The second installment of author Suzanne Collins’ Hunger Games trilogy, Catching Fire, burns with a ferocious energy that makes it even better than its predecessor on the big screen.

In the year following their shared victory in the 74th Hunger Games, tributes Katniss (Jennifer Lawrence) and Peeta (Josh Hutcherson) have returned to Panem’s impoverished District 12 to live in Victor’s Village, a posh neighborhood which also houses former Hunger Games victor Haymitch (Woody Harrelson).

After a visit complete with a thinly veiled death threat from President Snow (Donald Sutherland) who fears that the young couple’s romance is a ruse to influence the populace to rebel against the cruel Capitol regime, Katniss and Peeta embark on a placating victory tour to each of the districts, but witness cruelty and injustice, along with an unrest that may very well signal the start of an uprising. Katniss’ best friend Gale Hawthorne (Liam Hemsworth) falls victim to the new head Peacekeeper’s cruel takeover of District 12, and tensions simmer.

Katniss is becoming a symbol of hope for the downtrodden Panem districts and President Snow is diabolical in his resolve to stop her.

A declaration from the Capitol pits a multi-generational tribute group against each other for the 75th Hunger Games, a.k.a. The Quarter Quell.  Tributes composed of former victors are summoned to the Capitol and dropped into a tropical arena of deadly obstacles, including poison fog and vicious baboons.
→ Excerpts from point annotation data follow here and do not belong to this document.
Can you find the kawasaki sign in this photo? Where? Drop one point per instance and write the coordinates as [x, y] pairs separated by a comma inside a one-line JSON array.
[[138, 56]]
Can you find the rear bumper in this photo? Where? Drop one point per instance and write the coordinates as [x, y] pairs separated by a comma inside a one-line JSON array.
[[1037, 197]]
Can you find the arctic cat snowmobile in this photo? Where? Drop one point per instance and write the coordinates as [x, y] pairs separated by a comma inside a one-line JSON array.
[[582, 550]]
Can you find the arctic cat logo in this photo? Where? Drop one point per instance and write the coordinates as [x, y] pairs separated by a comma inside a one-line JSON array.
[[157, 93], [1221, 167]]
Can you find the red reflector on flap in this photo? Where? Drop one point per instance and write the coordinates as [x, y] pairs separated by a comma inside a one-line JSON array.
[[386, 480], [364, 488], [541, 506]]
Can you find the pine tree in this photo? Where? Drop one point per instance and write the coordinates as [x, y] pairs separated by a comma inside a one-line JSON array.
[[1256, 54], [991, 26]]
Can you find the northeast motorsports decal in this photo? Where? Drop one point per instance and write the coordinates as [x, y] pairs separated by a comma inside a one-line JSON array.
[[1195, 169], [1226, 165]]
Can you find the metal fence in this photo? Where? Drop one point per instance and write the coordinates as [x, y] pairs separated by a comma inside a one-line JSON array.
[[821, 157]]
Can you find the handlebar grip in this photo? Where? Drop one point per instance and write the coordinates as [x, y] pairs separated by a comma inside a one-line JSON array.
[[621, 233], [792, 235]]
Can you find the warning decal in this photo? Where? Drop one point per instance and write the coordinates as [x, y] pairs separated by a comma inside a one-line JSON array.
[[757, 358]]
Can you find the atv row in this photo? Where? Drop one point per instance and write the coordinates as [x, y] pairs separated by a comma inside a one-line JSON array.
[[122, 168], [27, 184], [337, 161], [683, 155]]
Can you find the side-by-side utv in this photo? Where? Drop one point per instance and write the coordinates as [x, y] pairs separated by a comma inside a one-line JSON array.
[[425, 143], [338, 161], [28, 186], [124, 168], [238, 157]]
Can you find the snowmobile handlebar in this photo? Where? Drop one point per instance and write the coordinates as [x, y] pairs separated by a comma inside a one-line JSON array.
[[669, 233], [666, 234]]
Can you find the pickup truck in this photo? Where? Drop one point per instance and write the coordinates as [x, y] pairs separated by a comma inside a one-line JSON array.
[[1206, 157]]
Alliances form, and Katniss and Peeta team up with Finnick (Sam Claflin) Mags (Lynn Cohen) Johanna (Jena Malone) Wiress (Amanda Plummer) and Beetee (Jeffrey Wright) to stave off the coordinated attacks of the arena itself before they are forced to take on each other. Other tribute teams are composed of professional killers known as Careers.  The Arena is a dangerous place, indeed.

Interwoven throughout are Katniss’s conflicted feelings for both Gale and Peeta, her love for her mother (Paula Malcolmson) and younger sister Primrose (Willow Shields) and her growing rage at the Capitol in general and President Snow in particular.  

Academy Award winner Philip Seymour Hoffman joins the cast as Gamemaker Plutarch Heavensbee, who takes sinister delight in the techno-danger he controls.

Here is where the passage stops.